ミレイユはアキラの様子に頓着せずに続けた。
「お前がいつだか言っていた、御前試合というものも、本来その才能を見出す為のものだったようだな。学園に通う者は剣を扱えるかは必須ではないが、体力のない者は結界内では生きていけない。最低限の自衛手段は持っていて然るべきだから、そういう意味で身近な存在として利用していたんだろう」
「それで……、僕ならそのお眼鏡に適うというのは何となく分かりましたけど……。でも本当に?」
どうもね、とユミルがグラスの中でワインを転がしながら口を挟んだ。
「アンタをそのまま放って置くのは勿体なく思ったみたいなのよ」
「そうなんですか?」
「アヴェリンの弟子として、そこそこ腕は磨いて来たんだし、実際今日それを目にして合格とも思ったみたいね。……で、アンタにその気があるなら誘ってみようと思ったワケ」
「それは……、とても有り難い話です」
アキラが言った事に嘘はない。本心からの言葉だった。
しかし、どうにも話が急すぎた。ミレイユが持ってくる話は大体そうだが、心の準備をする暇というものを与えて欲しいと思う。
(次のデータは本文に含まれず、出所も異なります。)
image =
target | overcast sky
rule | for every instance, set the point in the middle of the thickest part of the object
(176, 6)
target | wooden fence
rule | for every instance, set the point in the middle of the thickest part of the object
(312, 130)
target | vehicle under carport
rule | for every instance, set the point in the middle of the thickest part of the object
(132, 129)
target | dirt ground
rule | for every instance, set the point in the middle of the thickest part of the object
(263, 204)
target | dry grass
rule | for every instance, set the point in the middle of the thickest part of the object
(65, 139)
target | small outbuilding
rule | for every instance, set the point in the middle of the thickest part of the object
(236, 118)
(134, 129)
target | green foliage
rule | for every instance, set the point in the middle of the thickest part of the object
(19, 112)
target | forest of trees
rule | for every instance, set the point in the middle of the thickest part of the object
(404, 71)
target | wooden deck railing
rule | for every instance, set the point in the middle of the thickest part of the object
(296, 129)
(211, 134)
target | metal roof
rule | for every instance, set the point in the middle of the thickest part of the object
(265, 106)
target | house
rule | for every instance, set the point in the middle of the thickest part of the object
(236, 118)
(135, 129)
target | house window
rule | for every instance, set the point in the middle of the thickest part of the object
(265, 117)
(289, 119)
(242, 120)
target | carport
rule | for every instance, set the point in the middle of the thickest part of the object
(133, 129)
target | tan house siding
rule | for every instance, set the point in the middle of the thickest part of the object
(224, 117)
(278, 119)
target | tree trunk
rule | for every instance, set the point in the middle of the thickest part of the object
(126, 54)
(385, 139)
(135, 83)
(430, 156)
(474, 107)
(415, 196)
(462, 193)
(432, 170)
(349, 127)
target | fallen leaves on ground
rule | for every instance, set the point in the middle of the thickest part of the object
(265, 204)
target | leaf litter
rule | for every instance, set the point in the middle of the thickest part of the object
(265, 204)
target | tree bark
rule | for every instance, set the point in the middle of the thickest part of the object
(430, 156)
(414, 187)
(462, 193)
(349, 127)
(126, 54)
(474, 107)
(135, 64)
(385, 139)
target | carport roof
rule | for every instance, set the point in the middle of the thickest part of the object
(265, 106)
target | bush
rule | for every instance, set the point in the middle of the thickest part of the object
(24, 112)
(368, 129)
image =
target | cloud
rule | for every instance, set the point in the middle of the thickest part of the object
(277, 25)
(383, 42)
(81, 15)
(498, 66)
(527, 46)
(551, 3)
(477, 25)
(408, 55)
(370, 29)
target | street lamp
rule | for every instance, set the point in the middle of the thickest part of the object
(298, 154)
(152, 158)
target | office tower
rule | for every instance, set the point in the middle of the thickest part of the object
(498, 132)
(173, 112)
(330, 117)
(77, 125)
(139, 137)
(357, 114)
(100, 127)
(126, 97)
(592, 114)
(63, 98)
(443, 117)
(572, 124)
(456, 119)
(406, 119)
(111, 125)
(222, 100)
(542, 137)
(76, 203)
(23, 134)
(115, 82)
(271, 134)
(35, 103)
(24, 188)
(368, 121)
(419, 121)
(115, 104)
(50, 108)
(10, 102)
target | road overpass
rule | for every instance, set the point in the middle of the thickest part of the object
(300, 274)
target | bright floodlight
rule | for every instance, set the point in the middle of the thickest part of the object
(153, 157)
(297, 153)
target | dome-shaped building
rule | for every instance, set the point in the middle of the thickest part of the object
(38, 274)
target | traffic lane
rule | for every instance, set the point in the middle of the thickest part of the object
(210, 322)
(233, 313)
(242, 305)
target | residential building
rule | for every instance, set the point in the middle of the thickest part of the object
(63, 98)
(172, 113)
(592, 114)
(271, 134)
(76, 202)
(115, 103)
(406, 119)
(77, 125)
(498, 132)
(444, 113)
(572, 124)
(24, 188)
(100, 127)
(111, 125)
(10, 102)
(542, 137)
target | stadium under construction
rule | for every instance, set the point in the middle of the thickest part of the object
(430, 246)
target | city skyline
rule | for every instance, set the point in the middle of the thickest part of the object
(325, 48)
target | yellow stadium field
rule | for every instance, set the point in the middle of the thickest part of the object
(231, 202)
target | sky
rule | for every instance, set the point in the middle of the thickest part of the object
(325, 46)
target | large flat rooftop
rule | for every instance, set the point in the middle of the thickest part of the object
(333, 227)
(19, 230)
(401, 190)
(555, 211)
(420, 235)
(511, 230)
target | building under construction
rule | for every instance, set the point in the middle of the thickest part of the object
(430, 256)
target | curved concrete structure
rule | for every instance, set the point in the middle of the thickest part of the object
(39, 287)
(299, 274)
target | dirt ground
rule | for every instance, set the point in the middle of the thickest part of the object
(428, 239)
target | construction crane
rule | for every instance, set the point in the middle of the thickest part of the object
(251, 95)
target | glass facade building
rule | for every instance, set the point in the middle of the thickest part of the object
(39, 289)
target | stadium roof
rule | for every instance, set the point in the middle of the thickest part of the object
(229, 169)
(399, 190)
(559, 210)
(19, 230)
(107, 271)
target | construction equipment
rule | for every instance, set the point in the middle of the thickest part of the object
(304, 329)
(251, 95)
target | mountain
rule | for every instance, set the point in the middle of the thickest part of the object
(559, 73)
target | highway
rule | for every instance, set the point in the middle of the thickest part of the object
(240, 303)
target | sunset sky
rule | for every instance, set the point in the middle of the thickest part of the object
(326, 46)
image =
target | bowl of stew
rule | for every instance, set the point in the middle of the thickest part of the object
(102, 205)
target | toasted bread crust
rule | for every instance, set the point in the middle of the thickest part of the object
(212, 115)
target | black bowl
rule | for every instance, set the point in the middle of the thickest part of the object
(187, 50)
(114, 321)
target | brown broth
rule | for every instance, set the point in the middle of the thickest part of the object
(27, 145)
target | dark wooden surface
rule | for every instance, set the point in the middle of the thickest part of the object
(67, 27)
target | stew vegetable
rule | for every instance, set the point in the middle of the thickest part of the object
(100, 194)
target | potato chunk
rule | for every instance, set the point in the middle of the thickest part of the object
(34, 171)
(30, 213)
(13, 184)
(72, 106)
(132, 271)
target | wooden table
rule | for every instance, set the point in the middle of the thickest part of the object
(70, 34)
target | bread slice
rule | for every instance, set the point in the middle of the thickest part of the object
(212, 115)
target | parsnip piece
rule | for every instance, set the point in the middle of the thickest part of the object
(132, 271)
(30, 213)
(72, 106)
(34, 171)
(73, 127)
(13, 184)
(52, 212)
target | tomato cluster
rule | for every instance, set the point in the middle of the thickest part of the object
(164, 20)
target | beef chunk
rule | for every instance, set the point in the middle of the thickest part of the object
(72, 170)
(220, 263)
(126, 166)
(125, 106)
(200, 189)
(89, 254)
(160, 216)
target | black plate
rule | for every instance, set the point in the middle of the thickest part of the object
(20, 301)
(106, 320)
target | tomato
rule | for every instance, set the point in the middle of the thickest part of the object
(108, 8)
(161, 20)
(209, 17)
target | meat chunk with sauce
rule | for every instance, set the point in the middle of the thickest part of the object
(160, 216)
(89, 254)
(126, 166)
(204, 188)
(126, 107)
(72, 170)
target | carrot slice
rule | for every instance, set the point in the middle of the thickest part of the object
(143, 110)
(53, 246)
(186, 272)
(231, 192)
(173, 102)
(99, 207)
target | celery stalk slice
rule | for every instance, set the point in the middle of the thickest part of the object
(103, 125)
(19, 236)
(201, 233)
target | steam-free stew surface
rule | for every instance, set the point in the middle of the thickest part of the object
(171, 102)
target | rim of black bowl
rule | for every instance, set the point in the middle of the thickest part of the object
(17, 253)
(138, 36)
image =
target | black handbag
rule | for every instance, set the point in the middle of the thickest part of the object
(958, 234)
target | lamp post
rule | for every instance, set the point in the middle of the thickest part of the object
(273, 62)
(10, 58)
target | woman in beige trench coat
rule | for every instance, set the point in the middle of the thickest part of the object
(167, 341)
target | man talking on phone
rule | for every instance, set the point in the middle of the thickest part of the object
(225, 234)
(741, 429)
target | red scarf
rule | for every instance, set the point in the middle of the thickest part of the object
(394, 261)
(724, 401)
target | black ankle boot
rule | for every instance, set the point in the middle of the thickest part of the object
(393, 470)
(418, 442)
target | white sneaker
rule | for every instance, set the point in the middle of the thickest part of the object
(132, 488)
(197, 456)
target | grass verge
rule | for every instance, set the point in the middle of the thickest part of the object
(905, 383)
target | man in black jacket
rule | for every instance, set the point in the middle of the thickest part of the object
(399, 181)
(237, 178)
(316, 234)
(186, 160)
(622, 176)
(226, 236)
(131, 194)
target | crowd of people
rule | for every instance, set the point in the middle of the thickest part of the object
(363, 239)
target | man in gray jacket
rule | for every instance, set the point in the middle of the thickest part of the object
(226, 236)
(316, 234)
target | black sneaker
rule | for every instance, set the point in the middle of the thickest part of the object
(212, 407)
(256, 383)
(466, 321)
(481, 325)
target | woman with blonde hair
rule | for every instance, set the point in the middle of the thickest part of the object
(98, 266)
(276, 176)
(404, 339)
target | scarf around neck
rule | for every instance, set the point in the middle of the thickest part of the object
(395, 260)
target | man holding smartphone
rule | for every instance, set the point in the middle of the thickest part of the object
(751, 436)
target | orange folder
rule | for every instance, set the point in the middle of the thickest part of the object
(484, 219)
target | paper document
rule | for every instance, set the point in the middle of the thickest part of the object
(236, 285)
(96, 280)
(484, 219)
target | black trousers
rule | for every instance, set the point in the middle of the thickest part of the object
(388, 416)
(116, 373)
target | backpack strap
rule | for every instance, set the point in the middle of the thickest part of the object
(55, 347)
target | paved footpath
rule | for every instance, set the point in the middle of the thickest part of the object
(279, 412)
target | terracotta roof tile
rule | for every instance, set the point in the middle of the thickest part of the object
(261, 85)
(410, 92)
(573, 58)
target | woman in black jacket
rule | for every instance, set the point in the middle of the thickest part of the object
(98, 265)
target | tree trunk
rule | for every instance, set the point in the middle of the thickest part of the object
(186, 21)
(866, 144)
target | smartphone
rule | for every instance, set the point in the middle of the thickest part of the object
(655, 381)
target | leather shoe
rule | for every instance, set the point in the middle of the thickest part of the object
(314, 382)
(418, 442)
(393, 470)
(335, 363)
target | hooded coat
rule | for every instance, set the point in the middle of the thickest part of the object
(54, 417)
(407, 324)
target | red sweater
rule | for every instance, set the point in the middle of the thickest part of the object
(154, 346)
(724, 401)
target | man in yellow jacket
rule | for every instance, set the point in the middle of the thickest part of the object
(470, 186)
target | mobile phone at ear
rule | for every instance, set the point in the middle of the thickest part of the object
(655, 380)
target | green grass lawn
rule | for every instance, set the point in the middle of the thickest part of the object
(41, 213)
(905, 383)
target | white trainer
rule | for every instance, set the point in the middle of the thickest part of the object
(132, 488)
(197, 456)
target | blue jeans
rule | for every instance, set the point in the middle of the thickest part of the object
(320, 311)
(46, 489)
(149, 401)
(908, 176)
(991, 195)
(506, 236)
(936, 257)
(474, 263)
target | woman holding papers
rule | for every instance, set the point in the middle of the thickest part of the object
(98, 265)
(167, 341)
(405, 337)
「学園には毎日通うワケじゃないから、その隙間を縫って教えるっていう案も、あったにはあったのよ。でも、そこまでする必要あるかって話もあってねぇ……」
「それは……、ええ、僕には答えにくい話と言いますか……」
「それに向上を目指すんなら、そういう教えに慣れた場所の方が効果的なのかなって思ったワケ」
「ユミル、人の心境を代弁しているかのように見せて、自分の意見を言うのは止めろ」
ミレイユが言い差すと、ユミルは肩を竦めてワインを呷った。
恨めしいような目つきをユミルから離し、アキラに向き直ってミレイユは言う。
「ユミルの言った事が全面的に嘘という訳でもないが、レベルに見合った教え方というものはある。アヴェリンは良くやってくれているが、アキラのレベルに合わせた教え方というなら、やはりそちらに慣れた者から受けるのが一番だろう」
「なるほど……」
「これから鬼の動向も激しくなる。壁に躓くようなら、即座に置いて行かれるだろう。お前が続けて行きたいというのなら、その為の場を用意してやろうと思った」
「色々考えて頂いて、ありがとうございます」
アキラは素直に頭を下げた。
実際、分不相応というのは確かだった。教えを受けるのも、それに見合った実力があって意味あるものだ。そこに正しい道筋を与えて貰えるというなら、願ってもない提案と言える。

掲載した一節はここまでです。